Ten-year Update: NRG Oncology/NSABP B-42 Randomized Trial: Extended Letrozole Therapy in Early-stage Breast Cancer
Mené sur 3 966 patientes atteintes d'un cancer du sein HR+ de stade précoce (durée médiane de suivi : 10,3 ans), cet essai de phase III évalue l'efficacité, du point de vue de la survie sans maladie, et la toxicité d'un traitement par létrozole dispensé pendant 5 années supplémentaires
Background: NSABP B-42 evaluated extended letrozole therapy (ELT) in postmenopausal breast cancer patients who were disease-free after 5 years of aromatase inhibitor-based (AI) therapy. Seven-year results demonstrated a non-statistically significant trend in disease-free survival (DFS) in favor of ELT. We present 10-year outcome results. Methods: In this double-blind, phase 3 trial, patients with stage I-IIIA hormone receptor-positive breast cancer, disease-free after 5 years of an AI or tamoxifen followed by an AI, were randomized to 5 years of letrozole or placebo. Primary endpoint was DFS, defined as time from randomization to breast cancer recurrence, second primary malignancy, or death. All statistical tests are two-sided. Results: Between 09/06 and 01/10, 3,966 patients were randomized (letrozole: 1,983; placebo: 1,983). Median follow-up time for 3,923 patients included in efficacy analyses was 10.3 years. There was statistically significant improvement in DFS in favor of letrozole compared to placebo (Hazard Ratio [HR]=0.85; 95%CI 0.74-0.96, p-value = 0.01, 10-year DFS: placebo = 72.6%, letrozole = 75.9%, absolute difference 3.3%). There was no difference in the effect of letrozole on overall survival (OS) (HR = 0.97, 95%CI 0.82-1.15, p-value = 0.74).
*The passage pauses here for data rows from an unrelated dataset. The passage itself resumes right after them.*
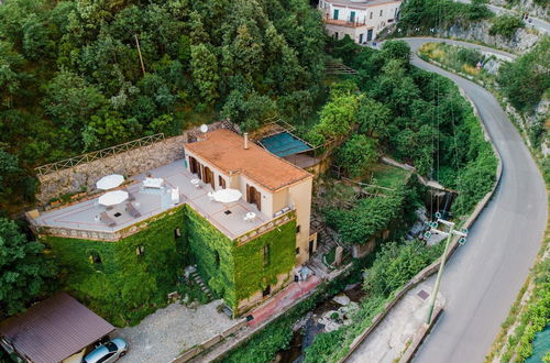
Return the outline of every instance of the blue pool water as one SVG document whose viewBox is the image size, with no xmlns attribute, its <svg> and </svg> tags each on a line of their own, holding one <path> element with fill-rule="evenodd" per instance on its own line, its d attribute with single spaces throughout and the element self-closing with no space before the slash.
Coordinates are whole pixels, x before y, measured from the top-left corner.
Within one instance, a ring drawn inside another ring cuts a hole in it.
<svg viewBox="0 0 550 363">
<path fill-rule="evenodd" d="M 311 150 L 308 144 L 295 138 L 289 132 L 282 132 L 264 138 L 260 140 L 260 143 L 273 154 L 282 157 Z"/>
</svg>

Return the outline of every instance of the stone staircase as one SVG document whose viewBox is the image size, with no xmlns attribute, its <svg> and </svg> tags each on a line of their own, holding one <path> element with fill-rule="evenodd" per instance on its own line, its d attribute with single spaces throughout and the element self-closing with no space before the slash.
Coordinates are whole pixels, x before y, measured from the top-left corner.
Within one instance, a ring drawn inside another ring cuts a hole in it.
<svg viewBox="0 0 550 363">
<path fill-rule="evenodd" d="M 205 284 L 205 282 L 202 280 L 202 277 L 200 277 L 200 275 L 197 274 L 197 272 L 191 273 L 190 276 L 200 286 L 200 289 L 202 290 L 202 293 L 205 293 L 205 295 L 208 296 L 208 298 L 210 300 L 213 300 L 212 292 L 210 290 L 208 285 Z"/>
<path fill-rule="evenodd" d="M 322 261 L 322 256 L 338 245 L 331 233 L 322 228 L 317 232 L 317 251 L 307 262 L 307 266 L 322 279 L 328 278 L 331 270 Z"/>
</svg>

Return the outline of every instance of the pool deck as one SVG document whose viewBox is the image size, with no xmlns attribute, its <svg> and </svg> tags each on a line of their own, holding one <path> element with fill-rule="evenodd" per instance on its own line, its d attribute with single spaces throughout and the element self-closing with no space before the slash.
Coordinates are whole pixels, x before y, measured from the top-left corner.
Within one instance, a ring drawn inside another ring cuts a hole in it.
<svg viewBox="0 0 550 363">
<path fill-rule="evenodd" d="M 196 188 L 190 180 L 197 178 L 197 175 L 189 173 L 185 168 L 183 160 L 152 169 L 148 173 L 155 178 L 164 179 L 162 189 L 143 188 L 141 182 L 145 178 L 145 174 L 132 177 L 131 180 L 134 180 L 134 183 L 127 188 L 135 198 L 132 205 L 141 213 L 141 217 L 134 218 L 125 211 L 125 202 L 107 210 L 106 207 L 97 202 L 98 198 L 94 198 L 45 211 L 35 218 L 33 222 L 37 227 L 117 232 L 177 205 L 187 204 L 215 224 L 223 234 L 233 240 L 271 220 L 271 218 L 260 212 L 254 205 L 242 199 L 228 205 L 210 200 L 208 193 L 212 191 L 211 186 L 200 183 L 200 188 Z M 179 204 L 173 204 L 170 200 L 170 190 L 176 187 L 179 188 Z M 108 227 L 99 220 L 99 216 L 103 211 L 116 221 L 114 227 Z M 256 215 L 255 220 L 245 221 L 244 217 L 248 212 L 254 212 Z"/>
</svg>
Letrozole significantly reduced breast cancer-free interval (BCFI) events (HR = 0.75, 95%CI 0.62-0.91, p-value = 0.003, absolute difference in cumulative incidence: 2.7%) and distant recurrences (DR) (HR = 0.72, 95%CI 0.55-0.92, p-value = 0.01, absolute difference: 1.8%). The rates of osteoporotic fractures and arterial thrombotic events did not differ between treatment groups. Conclusions: The beneficial effect of ELT on DFS persisted at 10 years. Letrozole also significantly improved BCFI and DR without improving OS. Careful assessment of potential risks and benefits is necessary for selecting appropriate candidates for ELT.